Now Pennon and other water utilities are locked in a battle with the regulator over the level of bill increases they will be able to levy on customers.

Management instability hasn’t helped. In July Pennon’s CFO Steve Buck stood down with immediate effect (due to personal reasons) to be replaced by Laura Flowerdew – Pennon’s third CFO in a year.

COULD SHORT SELLERS BE GETTING IT WRONG?

Despite the criticism they attract, short sellers do play an important role. Because a short seller’s losses are potentially unlimited they tend to do their homework and therefore they can help shine a light on problems at a company which other market observers have missed.

That doesn’t mean they always get it right. In Shares view they are off base with Kingfisher (KGF) the home improvement giant behind B&Q and the Screwfix store chains.

In February we added Kingfisher to our Great Ideas portfolio against an improving backdrop.

The UK housing market is in recovery mode after the Bank of England cut interest rates on 1 August and consumer confidence has started to return.

In May, Kingfisher pleased investors by maintaining its full-year outlook even after seeing mixed sales in the three months to the end of April.

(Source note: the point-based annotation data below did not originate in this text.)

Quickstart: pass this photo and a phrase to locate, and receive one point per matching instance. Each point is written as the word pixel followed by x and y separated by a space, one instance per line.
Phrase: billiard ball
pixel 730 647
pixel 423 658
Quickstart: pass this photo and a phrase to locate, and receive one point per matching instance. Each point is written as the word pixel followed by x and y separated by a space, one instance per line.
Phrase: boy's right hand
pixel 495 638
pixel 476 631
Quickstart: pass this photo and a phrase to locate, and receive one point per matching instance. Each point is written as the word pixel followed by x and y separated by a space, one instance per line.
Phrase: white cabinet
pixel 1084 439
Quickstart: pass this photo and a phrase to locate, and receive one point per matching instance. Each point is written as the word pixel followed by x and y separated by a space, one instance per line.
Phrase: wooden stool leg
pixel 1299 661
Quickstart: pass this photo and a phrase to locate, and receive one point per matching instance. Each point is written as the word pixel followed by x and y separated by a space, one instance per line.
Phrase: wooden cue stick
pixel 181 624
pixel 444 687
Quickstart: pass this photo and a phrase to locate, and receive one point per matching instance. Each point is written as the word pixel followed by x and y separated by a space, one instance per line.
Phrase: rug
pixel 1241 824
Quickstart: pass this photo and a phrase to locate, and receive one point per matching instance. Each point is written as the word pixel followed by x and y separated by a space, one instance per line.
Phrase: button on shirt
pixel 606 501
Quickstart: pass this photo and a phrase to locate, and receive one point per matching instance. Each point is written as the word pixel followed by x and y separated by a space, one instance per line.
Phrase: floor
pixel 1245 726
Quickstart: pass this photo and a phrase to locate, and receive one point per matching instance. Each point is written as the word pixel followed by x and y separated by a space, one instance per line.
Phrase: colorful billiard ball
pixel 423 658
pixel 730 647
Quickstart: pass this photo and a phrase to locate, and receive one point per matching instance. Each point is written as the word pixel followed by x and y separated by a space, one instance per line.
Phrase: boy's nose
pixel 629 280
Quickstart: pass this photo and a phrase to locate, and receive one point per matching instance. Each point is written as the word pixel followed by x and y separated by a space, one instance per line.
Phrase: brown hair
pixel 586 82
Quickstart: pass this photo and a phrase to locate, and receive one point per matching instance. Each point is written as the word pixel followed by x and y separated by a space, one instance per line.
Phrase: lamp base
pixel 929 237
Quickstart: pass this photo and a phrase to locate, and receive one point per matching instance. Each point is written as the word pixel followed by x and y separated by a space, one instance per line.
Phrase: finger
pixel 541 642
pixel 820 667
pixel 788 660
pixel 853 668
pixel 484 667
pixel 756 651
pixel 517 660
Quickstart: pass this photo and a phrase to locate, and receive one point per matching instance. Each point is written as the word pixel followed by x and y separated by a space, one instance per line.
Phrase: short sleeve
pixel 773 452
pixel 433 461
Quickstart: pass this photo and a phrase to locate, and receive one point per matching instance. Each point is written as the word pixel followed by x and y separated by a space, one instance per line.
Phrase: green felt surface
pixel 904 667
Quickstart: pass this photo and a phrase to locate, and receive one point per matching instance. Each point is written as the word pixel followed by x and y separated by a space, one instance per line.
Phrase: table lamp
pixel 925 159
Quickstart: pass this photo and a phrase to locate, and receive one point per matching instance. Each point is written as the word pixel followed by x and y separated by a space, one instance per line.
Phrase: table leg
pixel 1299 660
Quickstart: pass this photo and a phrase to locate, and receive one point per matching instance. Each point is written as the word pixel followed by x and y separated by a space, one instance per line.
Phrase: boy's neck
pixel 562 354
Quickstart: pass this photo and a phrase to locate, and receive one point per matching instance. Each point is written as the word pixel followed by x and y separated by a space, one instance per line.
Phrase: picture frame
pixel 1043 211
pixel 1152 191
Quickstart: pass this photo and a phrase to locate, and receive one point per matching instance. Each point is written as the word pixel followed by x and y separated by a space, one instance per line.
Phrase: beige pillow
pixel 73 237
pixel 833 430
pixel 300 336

Group first-quarter sales hit £3.3 billion, an increase of 0.3% on a constant-currency basis but a dip of 0.9% on a like-for-like basis.

UK sales were up 2.6% on a reported basis and 1.2% on a like-for-like basis at £1.63 billion, with a particularly strong showing from Screwfix which saw a 6.3% increase in reported revenue thanks to new store openings on top of underlying growth.

DISCLAIMER: The author of this article (Sabuhi Gard) owns shares in Ocado.